Well, the heroines did not disappoint – except perhaps in an unexpected name. Prudence and Peter (yes, they are both women) are described thus – first Prudence:

Her demeanour in public places was totally perfect.  Had she been a boy one would have looked at her and at once said – Eton.  As it was, those who knew her, if they saw the back of her head and shoulders across a crowded room, said: “Prudence Turrett – couldn’t be anyone else.”  And those who did not know her asked immediately who she was.
And lest you think she’s a totally passionless society great, I rather loved this description earlier in the novel:

A ladder in a favourite silk stocking could reduce her to tears, just as a phrase of wild poetry made her drunk with ecstasy, or a witty story moved her to agonies of mirth.  She did things to distraction – always.
And then, more level-headed, there is Peter (it is so strange thinking that Peter is a woman, given it is Our Vicar’s name – I’ve known a Peta or two, but are any women called Peter?):

Having long ago come to the conclusion that young men did not sparkle in her company, she very wisely restrained all impulse in herself to sparkle in theirs; and left matters at a satisfactorily comfortable companionship. 

These companionships were many.  Brilliant young men liked Peter, because she gave them time to make their cleverest remarks.  Lazy men liked her because she never attempted to stir them to energy.
I’m usually one to value character over plot, and Keane’s characters were a joy – showing all the signs of a young writer, in both a positive and negative way.  Good, that they were lively and enthusiastically drawn, and bad, that they were emotionally rather immature and over the top.  And yet, above and beyond this, the plot defeated me.

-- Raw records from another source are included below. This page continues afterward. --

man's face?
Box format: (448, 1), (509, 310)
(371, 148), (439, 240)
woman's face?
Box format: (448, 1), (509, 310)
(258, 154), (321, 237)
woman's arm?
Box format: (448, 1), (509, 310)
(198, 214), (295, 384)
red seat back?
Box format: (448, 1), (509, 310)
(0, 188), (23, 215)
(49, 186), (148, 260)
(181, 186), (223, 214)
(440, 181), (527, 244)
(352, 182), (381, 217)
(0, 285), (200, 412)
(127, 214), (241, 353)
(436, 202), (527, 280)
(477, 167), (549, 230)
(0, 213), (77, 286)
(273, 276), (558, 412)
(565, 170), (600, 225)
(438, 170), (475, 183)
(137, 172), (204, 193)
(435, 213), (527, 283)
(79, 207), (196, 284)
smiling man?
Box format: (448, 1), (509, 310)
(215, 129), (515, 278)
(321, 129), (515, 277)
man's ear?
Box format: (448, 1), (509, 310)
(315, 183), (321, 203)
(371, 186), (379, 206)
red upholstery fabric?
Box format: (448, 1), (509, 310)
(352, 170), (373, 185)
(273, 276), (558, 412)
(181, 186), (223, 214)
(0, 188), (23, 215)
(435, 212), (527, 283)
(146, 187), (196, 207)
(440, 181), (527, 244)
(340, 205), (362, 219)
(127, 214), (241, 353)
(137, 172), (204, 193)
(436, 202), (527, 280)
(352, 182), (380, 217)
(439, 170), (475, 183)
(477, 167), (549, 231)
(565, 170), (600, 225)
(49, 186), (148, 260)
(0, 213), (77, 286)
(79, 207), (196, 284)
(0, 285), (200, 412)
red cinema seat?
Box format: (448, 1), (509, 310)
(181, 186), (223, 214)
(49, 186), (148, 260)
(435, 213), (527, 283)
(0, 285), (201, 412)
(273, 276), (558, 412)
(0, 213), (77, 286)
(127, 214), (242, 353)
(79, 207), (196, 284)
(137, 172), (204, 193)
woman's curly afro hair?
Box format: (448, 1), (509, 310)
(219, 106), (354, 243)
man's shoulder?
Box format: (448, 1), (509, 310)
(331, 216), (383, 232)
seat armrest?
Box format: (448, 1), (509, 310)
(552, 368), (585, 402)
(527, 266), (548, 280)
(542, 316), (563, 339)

Much of Young Entry I enjoyed, particularly when it concerned the friendship of Prudence and Peter, and even their budding (and unlikely) romances – but, as Diana Petre points out in her introduction to the Virago reprint, a 20 year old Molly Keane could only write about the limited world she knew, and that was the society hunting set.

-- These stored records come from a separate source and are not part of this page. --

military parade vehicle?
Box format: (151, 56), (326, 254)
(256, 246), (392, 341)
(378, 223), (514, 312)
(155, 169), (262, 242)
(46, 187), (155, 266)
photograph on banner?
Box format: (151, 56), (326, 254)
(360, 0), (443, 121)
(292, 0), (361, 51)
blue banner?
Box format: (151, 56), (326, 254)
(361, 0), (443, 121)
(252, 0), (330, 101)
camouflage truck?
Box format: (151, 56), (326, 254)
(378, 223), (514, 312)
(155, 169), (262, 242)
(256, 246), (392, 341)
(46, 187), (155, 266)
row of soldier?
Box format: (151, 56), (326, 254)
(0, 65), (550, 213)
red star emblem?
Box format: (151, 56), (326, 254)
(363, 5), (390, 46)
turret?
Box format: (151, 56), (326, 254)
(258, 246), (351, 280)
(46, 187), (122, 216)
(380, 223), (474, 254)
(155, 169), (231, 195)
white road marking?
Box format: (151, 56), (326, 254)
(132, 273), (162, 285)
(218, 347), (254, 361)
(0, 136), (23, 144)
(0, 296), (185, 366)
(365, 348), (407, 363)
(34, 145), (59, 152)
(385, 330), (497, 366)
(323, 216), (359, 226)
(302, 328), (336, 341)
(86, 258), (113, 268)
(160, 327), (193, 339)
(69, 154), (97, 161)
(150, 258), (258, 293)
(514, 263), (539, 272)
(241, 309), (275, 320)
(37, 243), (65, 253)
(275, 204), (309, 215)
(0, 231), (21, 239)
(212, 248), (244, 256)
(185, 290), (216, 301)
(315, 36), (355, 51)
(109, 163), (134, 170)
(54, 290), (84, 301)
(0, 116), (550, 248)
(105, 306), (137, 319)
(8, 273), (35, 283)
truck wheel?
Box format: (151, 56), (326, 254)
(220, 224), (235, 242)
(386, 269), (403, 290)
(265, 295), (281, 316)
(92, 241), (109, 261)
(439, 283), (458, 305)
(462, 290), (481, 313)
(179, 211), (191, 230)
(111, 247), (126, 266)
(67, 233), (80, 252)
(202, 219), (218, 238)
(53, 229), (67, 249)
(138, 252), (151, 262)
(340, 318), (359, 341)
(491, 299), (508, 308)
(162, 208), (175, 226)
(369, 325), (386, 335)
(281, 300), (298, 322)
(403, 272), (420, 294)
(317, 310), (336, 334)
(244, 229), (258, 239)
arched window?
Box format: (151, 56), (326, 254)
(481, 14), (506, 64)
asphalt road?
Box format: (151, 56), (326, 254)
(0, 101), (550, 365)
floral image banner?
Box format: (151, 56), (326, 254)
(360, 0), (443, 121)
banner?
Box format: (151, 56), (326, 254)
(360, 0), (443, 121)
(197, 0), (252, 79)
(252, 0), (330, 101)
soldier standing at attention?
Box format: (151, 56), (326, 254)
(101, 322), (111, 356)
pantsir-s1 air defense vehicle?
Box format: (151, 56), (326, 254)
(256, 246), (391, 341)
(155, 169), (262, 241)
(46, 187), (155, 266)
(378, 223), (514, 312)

And so there is a lot about hunting.  I’m not just ignorant about the ins and outs and mores of hunting, I actively loathe it.  I have no problem with culling foxes humanely – I am a country boy at heart, and I know that country life is not all fluffy bunnies; I trust farmers to know what needs doing on their land.  What makes me shocked and angry and everything within me recoil is the idea that killing should be turned into a game or a sport.  It’s not often that I demonstrate such strong feelings on this blog, and I don’t want the comment section to become and to-and-fro on the topic of hunting, but I wanted to explain why there were reams of Young Entry that I could not enjoy.  Extracts like this one…

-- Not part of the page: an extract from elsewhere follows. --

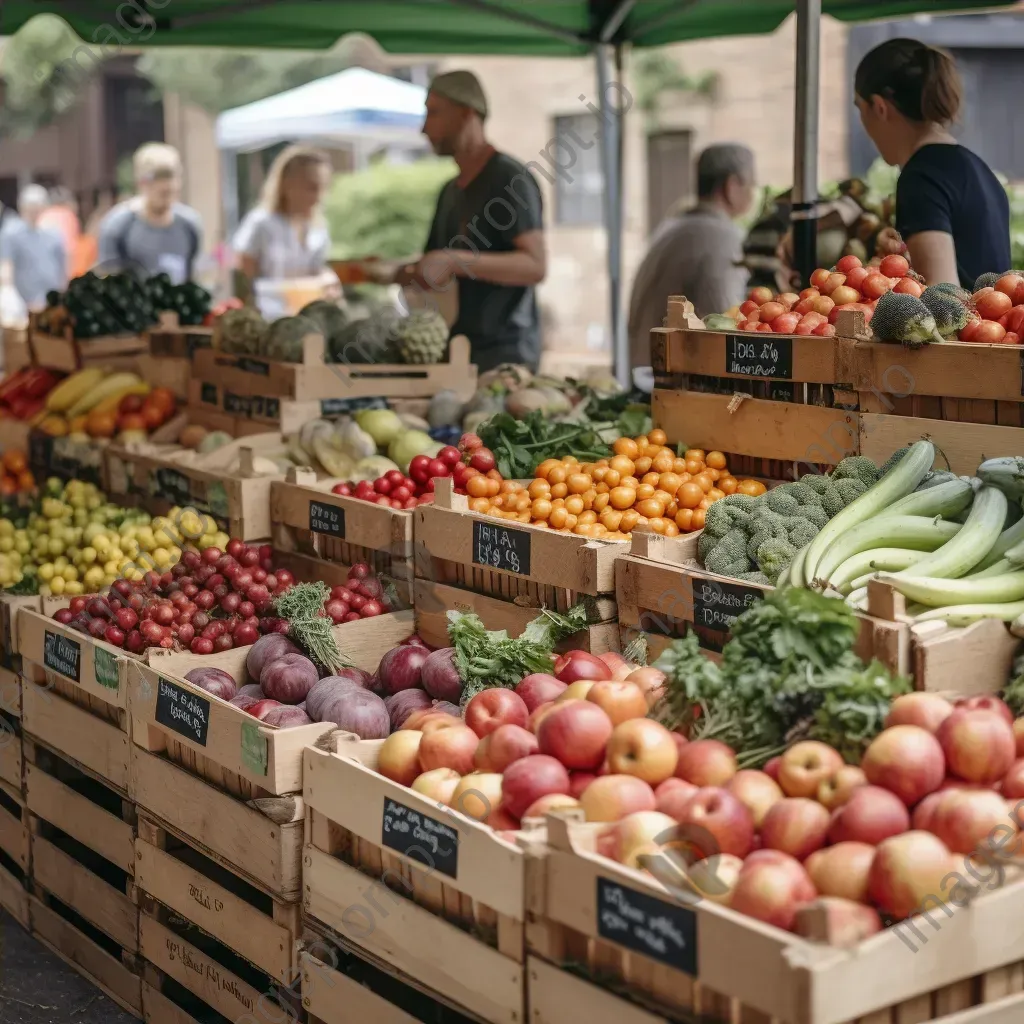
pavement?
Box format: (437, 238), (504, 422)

Peter was different.  More of a purist than Prudence; the hounds and their work was her joy, her interest and delight.  It supplied for her the poetry of existence.  She rode a fast hunt well enough; but in a slow one, with hounds working out each yard of a stale and twisting line, almost walking after their fox, she was nearly as happy.  While Prudence fretted and chafed, longing to get on, Peter – her eyes alight, alert for every whimper, watching, always watching – was content to see hound-work at its prettiest and most difficult.  Her soul blasphemed in chorus with that of the huntsman, when his hounds were pressed upon; and was with him also in ecstasy when the line was hit off afresh after a successful cast.
There are many scenes of hunting, and many which require knowledge of hunting.  They didn’t simply bore me, in the way that depictions of sporting matches would do, they upset and ired me. So when major plot points and character movements concern the social correctness (or otherwise) of hunting in certain areas, and Keane seems to think we will both know and agree with these principles, I was left rather lost.

I’m still very grateful to Karyn for giving me this novel, as it was fascinating to see where Keane’s writing career began and spot the seeds of what was to come – but, let’s just say I’m glad that she didn’t stop here.